Easy Bulk Loading OS Locator Road Data into SQL Server

I’ve just loaded the Ordnance Survey “OS Locator” dataset (part of Ordnance Survey Open Data) into SQL Server 2008. OS Locator contains details of all the roads in Britain, in a gazetteer-style format. It is a 120Mb delimited text file, containing details of around 790,000 road entities (some roads are split into multiple entities if they cross districts etc.) – including the road name, the coordinates of its bounding box and centrepoint, classification, and the county and area in which it is located. (Note that this dataset doesn’t include the geometry of the shape of the road itself). You can find the technical specifications for the OS Locator dataset here: http://www.ordnancesurvey.co.uk/oswebsite/products/oslocator/docs/user_guide.pdf

Since the file is text-based, there’s a range of options available to import it – you could create an SSIS package, or use the import/export wizard, or one of a variety of third party ETL tools. However, for an absolutely dead-easy way to query the data and create a geometry point representing the centre of each road using purely T-SQL, I used the OPENROWSET bulk function in conjunction with a format file.

Not only is this method easy, but it’s utterly repeatable so (assuming the structure of the source data remains constant) you can run it again each time the underlying data gets refreshed. OPENROWSET allows you to query the text file source directly, as if it were a table in the database, from which you can SELECT columns of data, INSERT them into other tables etc.
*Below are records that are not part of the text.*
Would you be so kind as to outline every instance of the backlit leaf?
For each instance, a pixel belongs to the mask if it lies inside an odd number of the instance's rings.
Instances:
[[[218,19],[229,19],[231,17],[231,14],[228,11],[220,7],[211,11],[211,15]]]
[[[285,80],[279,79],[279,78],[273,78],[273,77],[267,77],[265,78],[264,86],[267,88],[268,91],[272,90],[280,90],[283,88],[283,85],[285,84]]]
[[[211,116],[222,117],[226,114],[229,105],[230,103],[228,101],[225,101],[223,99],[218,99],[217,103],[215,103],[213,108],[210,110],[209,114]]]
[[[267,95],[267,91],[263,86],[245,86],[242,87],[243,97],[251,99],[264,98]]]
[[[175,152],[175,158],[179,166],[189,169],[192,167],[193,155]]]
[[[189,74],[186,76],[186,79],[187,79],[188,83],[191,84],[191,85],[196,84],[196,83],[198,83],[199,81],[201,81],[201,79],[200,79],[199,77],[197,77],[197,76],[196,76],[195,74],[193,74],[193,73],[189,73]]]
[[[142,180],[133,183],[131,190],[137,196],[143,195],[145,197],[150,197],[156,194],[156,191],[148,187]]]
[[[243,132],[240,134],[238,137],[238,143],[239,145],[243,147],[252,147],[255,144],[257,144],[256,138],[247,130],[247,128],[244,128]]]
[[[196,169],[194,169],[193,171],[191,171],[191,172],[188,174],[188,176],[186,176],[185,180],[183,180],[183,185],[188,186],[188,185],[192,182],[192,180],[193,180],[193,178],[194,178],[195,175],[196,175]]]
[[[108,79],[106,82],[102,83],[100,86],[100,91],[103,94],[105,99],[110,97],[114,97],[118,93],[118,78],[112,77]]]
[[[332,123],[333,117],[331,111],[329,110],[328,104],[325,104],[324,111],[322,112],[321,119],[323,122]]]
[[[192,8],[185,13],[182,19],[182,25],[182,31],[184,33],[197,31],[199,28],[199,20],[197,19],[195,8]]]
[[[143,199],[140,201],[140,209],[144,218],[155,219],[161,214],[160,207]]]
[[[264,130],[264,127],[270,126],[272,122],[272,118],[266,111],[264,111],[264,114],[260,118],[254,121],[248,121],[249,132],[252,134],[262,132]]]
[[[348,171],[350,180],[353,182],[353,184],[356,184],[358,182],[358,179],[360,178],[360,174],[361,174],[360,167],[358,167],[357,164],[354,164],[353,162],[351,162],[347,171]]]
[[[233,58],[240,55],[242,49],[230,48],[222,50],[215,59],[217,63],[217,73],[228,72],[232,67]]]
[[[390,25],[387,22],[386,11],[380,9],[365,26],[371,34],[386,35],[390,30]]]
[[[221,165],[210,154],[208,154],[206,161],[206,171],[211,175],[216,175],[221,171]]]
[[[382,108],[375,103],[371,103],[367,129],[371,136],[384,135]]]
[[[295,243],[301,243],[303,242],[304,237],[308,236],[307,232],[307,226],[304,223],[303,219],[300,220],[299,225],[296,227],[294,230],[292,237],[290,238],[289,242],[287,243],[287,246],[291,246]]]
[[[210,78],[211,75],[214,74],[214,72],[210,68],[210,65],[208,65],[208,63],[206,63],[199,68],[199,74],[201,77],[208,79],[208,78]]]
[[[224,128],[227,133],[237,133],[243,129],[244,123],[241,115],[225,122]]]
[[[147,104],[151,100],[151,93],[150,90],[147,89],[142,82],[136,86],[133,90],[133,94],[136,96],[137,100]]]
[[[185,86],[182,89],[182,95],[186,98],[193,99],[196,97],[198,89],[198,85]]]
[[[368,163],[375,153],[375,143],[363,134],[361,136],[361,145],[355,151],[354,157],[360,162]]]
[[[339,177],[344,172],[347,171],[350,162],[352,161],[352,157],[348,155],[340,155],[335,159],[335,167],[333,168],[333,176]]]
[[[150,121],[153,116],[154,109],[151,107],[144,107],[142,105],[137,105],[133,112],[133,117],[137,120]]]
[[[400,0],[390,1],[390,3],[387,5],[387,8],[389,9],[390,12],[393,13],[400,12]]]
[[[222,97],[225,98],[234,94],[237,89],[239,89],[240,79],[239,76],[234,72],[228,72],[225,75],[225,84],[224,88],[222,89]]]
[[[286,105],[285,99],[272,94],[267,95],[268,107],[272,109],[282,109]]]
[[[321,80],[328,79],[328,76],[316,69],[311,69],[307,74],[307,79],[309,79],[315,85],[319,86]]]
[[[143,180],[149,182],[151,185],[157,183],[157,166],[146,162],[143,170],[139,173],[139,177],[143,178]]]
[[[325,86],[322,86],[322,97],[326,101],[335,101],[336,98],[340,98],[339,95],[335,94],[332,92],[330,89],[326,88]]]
The following shows the xml format file I used to specify the columns of data in the OS Locator file:

<?xml version="1.0"?>
<BCPFORMAT xmlns="http://schemas.microsoft.com/sqlserver/2004/bulkload/format" xmlns:xsi="http://www.w3.org/2001/XMLSchema-instance">
<RECORD>
 <FIELD ID="0" xsi:type="CharTerm" TERMINATOR=":"/>
 <FIELD ID="1" xsi:type="CharTerm" TERMINATOR=":"/>
 <FIELD ID="2" xsi:type="CharTerm" TERMINATOR=":"/>
 <FIELD ID="3" xsi:type="CharTerm" TERMINATOR=":"/>
 <FIELD ID="4" xsi:type="CharTerm" TERMINATOR=":"/>
 <FIELD ID="5" xsi:type="CharTerm" TERMINATOR=":"/>
 <FIELD ID="6" xsi:type="CharTerm" TERMINATOR=":"/>
 <FIELD ID="7" xsi:type="CharTerm" TERMINATOR=":"/>
 <FIELD ID="8" xsi:type="CharTerm" TERMINATOR=":"/>
 <FIELD ID="9" xsi:type="CharTerm" TERMINATOR=":"/>
 <FIELD ID="10" xsi:type="CharTerm" TERMINATOR=":"/>
 <FIELD ID="11" xsi:type="CharTerm" TERMINATOR=":"/>
 <FIELD ID="12" xsi:type="CharTerm" TERMINATOR=":"/>
 <FIELD ID="13" xsi:type="CharTerm" TERMINATOR=":"/>
 <FIELD ID="14" xsi:type="CharTerm" TERMINATOR=":"/>
 <FIELD ID="15" xsi:type="CharTerm" TERMINATOR="\r\n"/>
</RECORD>
<ROW>
 <COLUMN SOURCE="0" NAME="Name" xsi:type="SQLVARYCHAR"/>
 <COLUMN SOURCE="1" NAME="Classification" xsi:type="SQLVARYCHAR"/>
 <COLUMN SOURCE="2" NAME="Centx" xsi:type="SQLINT"/>
 <COLUMN SOURCE="3" NAME="Centy" xsi:type="SQLINT"/>
 <COLUMN SOURCE="4" NAME="Minx" xsi:type="SQLINT"/>
 <COLUMN SOURCE="5" NAME="Maxx" xsi:type="SQLINT"/>
 <COLUMN SOURCE="6" NAME="Miny" xsi:type="SQLINT"/>
 <COLUMN SOURCE="7" NAME="Maxy" xsi:type="SQLINT"/>
 <COLUMN SOURCE="8" NAME="PostSector" xsi:type="SQLVARYCHAR"/>
 <COLUMN SOURCE="9" NAME="Settlement" xsi:type="SQLVARYCHAR"/>
 <COLUMN SOURCE="10" NAME="Locality" xsi:type="SQLVARYCHAR"/>
 <COLUMN SOURCE="11" NAME="Cou_Unit" xsi:type="SQLVARYCHAR"/>
 <COLUMN SOURCE="12" NAME="LocalAuth" xsi:type="SQLVARYCHAR"/>
 <COLUMN SOURCE="13" NAME="Tile_10k" xsi:type="SQLVARYCHAR"/>
 <COLUMN SOURCE="14" NAME="Tile_25k" xsi:type="SQLVARYCHAR"/>
 <COLUMN SOURCE="15" NAME="Source" xsi:type="SQLVARYCHAR"/>
</ROW>
</BCPFORMAT>

Assuming that the format file above is saved as c:\OSLocator_formatfile.xml, and the OS Locator download itself is saved as c:\OS_Locator2010_2_Open.txt (the filename of the most recent locator download at the time of writing), then you can load the Locator dataset directly in SQL Server, creating a geometry point at the centre of each road in a single query as follows:

SELECT *,
geometry::Point(Centx,Centy,27700) AS Centre
FROM OPENROWSET(
 BULK 'C:\OS_Locator2010_2_Open.txt',
 FORMATFILE='C:\OSLocator_formatfile.xml'
) AS CSV;

And here’s what the data looks like:

image

Here’s the spatial results tab displaying the centre points of the first 5,000 rows of data:

image

And here’s what a small section of Norwich looks like having created a bounding box from the min/max coordinates of each road and overlaying them on Bing Maps (having first transformed the coordinates from EPSG:27700 to EPSG:4326):

image

This entry was posted in Spatial, SQL Server and tagged , , . Bookmark the permalink.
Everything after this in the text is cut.